Self-improvement (measured prompt optimization)¶
Added in v0.18.0 — track 4 of the AGI-direction roadmap.
The agent can rewrite its own instructions — but only adopts a change it can measure. Given a base prompt and a handful of labelled examples, the optimizer proposes variants, scores each on the examples, and keeps a variant only if it strictly beats the base.
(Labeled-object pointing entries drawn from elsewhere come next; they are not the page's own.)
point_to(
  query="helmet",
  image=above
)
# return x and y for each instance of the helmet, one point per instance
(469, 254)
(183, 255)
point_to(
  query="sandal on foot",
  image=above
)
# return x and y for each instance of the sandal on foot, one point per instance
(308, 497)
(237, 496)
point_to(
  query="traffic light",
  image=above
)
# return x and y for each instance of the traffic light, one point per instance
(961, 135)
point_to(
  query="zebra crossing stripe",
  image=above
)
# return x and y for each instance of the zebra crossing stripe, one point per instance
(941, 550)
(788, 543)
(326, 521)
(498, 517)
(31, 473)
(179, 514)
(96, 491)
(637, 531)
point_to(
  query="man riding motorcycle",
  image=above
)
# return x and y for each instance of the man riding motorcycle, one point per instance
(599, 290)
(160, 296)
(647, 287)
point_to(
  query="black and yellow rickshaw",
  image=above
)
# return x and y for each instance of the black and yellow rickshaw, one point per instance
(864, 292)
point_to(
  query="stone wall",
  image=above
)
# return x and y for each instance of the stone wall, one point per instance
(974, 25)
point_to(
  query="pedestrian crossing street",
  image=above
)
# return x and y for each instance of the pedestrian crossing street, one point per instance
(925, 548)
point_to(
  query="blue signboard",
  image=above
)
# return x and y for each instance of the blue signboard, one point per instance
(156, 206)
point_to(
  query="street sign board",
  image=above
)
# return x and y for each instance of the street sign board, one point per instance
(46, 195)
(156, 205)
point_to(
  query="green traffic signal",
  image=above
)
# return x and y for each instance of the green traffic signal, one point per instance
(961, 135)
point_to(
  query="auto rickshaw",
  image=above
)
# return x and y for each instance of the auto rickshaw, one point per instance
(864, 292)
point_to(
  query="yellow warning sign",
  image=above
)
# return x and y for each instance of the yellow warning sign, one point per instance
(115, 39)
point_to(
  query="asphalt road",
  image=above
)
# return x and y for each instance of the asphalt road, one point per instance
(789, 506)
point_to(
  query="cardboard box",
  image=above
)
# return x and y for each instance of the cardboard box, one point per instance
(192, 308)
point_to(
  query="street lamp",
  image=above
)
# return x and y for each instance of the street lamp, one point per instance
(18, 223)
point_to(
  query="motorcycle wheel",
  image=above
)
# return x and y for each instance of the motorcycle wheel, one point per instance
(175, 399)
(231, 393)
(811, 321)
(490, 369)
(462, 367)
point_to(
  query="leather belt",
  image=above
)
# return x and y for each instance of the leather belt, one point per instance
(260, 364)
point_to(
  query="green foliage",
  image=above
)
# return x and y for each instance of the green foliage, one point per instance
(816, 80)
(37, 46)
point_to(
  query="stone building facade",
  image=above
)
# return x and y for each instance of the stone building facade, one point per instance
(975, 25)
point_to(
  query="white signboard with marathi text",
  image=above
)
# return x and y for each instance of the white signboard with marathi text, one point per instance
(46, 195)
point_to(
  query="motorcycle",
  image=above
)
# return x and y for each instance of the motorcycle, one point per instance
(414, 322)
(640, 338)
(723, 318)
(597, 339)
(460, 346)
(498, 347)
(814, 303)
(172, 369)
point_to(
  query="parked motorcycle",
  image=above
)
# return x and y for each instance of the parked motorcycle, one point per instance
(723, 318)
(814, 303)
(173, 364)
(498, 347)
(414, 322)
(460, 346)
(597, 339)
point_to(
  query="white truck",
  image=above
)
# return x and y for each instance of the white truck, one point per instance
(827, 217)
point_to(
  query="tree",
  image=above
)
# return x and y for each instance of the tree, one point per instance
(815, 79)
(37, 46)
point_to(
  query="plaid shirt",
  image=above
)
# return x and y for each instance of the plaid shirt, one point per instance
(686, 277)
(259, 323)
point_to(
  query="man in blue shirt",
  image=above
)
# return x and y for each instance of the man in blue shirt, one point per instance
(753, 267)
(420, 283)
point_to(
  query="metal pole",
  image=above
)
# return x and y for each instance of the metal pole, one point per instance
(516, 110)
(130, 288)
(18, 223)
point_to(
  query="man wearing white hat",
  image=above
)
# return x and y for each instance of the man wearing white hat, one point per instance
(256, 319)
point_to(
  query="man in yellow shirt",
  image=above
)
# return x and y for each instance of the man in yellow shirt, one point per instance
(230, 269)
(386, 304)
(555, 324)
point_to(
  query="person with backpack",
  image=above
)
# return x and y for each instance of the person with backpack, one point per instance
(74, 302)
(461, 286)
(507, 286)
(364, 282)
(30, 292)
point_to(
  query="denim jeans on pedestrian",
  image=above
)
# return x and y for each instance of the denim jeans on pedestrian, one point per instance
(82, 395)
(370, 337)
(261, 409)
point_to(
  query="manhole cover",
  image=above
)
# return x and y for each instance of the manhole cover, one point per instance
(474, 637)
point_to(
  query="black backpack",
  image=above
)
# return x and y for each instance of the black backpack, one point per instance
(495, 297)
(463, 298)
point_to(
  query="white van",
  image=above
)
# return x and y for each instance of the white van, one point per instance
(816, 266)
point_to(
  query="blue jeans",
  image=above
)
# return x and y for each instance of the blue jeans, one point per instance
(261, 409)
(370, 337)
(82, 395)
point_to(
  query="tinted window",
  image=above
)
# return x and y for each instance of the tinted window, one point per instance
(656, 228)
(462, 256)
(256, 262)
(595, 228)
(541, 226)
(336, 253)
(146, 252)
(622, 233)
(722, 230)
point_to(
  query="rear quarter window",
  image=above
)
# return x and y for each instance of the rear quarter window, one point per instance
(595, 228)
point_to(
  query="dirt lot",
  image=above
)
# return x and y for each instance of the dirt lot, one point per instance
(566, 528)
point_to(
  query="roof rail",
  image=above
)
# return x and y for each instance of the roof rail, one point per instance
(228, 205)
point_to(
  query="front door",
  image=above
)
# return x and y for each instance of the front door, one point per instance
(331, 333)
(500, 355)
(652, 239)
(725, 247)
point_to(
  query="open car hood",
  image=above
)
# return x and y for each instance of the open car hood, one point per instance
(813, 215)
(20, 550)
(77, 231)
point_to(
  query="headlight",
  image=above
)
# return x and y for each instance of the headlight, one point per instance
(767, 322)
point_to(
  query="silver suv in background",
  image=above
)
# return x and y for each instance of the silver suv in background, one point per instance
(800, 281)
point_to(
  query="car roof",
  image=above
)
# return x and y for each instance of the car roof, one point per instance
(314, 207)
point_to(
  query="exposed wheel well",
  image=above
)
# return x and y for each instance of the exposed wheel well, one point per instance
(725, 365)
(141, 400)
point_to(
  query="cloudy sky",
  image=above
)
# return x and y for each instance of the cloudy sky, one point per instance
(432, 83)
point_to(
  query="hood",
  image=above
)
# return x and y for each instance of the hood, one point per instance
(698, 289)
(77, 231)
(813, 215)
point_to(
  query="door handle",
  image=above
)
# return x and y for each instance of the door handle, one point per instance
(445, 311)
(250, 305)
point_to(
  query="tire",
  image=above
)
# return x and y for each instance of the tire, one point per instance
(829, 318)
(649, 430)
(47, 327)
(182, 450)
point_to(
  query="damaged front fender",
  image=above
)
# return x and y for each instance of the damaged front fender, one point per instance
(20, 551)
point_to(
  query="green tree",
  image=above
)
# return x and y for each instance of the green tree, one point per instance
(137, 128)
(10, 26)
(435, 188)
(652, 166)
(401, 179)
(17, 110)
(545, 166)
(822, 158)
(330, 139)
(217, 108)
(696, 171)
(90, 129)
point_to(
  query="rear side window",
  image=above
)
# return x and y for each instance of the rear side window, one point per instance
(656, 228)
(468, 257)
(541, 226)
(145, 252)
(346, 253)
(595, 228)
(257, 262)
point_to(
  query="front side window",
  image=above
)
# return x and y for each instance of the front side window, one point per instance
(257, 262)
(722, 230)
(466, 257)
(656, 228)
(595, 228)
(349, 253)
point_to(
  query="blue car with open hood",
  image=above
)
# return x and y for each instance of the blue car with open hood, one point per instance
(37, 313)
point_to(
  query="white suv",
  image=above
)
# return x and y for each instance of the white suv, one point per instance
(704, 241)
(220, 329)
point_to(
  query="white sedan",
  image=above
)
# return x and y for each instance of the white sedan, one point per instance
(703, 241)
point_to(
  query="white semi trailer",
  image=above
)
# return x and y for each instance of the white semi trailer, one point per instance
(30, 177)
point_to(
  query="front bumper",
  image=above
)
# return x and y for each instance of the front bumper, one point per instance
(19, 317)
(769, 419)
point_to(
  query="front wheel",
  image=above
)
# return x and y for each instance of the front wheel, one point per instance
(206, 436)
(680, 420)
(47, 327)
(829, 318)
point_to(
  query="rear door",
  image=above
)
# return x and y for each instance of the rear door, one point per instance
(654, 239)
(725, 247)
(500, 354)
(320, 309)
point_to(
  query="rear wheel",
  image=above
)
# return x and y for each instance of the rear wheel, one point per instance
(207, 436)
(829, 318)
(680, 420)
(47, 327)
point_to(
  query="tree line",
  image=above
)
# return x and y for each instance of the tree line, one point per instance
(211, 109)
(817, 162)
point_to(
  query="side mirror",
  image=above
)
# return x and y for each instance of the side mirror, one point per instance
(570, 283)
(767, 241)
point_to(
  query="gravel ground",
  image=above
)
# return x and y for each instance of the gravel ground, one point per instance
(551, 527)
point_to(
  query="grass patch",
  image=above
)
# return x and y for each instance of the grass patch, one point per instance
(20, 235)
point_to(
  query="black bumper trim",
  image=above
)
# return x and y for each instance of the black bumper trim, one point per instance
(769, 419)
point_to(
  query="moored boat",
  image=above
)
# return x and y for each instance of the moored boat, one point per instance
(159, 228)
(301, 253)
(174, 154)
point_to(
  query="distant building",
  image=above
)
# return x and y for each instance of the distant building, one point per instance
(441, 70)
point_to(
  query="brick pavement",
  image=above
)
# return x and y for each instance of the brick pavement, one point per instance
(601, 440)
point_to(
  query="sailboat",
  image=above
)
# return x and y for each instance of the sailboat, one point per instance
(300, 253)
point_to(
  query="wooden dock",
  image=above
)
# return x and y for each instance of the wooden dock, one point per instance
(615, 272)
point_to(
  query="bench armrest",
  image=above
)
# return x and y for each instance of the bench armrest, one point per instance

Bounded, verified recursive self-improvement (DSPy / TextGrad / STOP-style) — no unmeasured change ever ships.
base prompt ──▶ propose variants ──▶ score each on examples ──▶ keep the best (only if it beats base)
(TemplateProposer / (SubstringScorer /
LLMPromptProposer) ExactMatchScorer)
CLI¶
echo '[{"input": "2 + 2", "expected": "4"}, {"input": "3 + 5", "expected": "8"}]' > ex.json
riptide improve "Answer the arithmetic question." --examples ex.json --candidates 4 --out best.txt
# base score: 0.50
# best score: 1.00 (improved)
# wrote improved prompt to best.txt
#
# BEST PROMPT
# Answer the arithmetic question.
#
# Think step by step before giving the final answer.
In code¶
from riptide_watergraph.service import improve_prompt
from riptide_watergraph.optimize import Example
result = improve_prompt(
"Answer the question.",
[Example(input="capital of France?", expected="Paris")],
candidates=4,
)
print(result.base_score, "->", result.best_score, "improved" if result.improved else "kept base")
print(result.best_prompt)
Or drive the primitive directly with your own runner/proposer/scorer:
from riptide_watergraph.optimize import optimize_prompt, TemplateProposer, SubstringScorer
result = optimize_prompt(
base_prompt, examples,
runner=lambda prompt, inp: my_model(prompt, inp), # how a prompt is executed on an input
proposer=TemplateProposer(), scorer=SubstringScorer(), candidates=5,
)
The seam (swappable)¶
| Interface | Default | Purpose |
|---|---|---|
Proposer |
TemplateProposer (offline) / LLMPromptProposer |
propose rewrites of a prompt |
Scorer |
SubstringScorer / ExactMatchScorer |
measure a prediction vs the expected answer |
optimize_prompt(...) |
— | base vs candidates → adopt only a strictly-better variant |
OptimizationResult reports base_score, best_score, the improved flag, and every candidate's score
— so the gain (or lack of one) is always auditable. Offline, the deterministic TemplateProposer +
SubstringScorer make the whole loop run without a key.
Roadmap context¶
Track 4 of the AGI-direction roadmap (after SkillForge,
cognitive memory, and deliberate reasoning). The same
Scorer/eval seam feeds what's next: optimizing role prompts and the composer policy against the
eval suite, and an autonomy loop with a self-generated curriculum.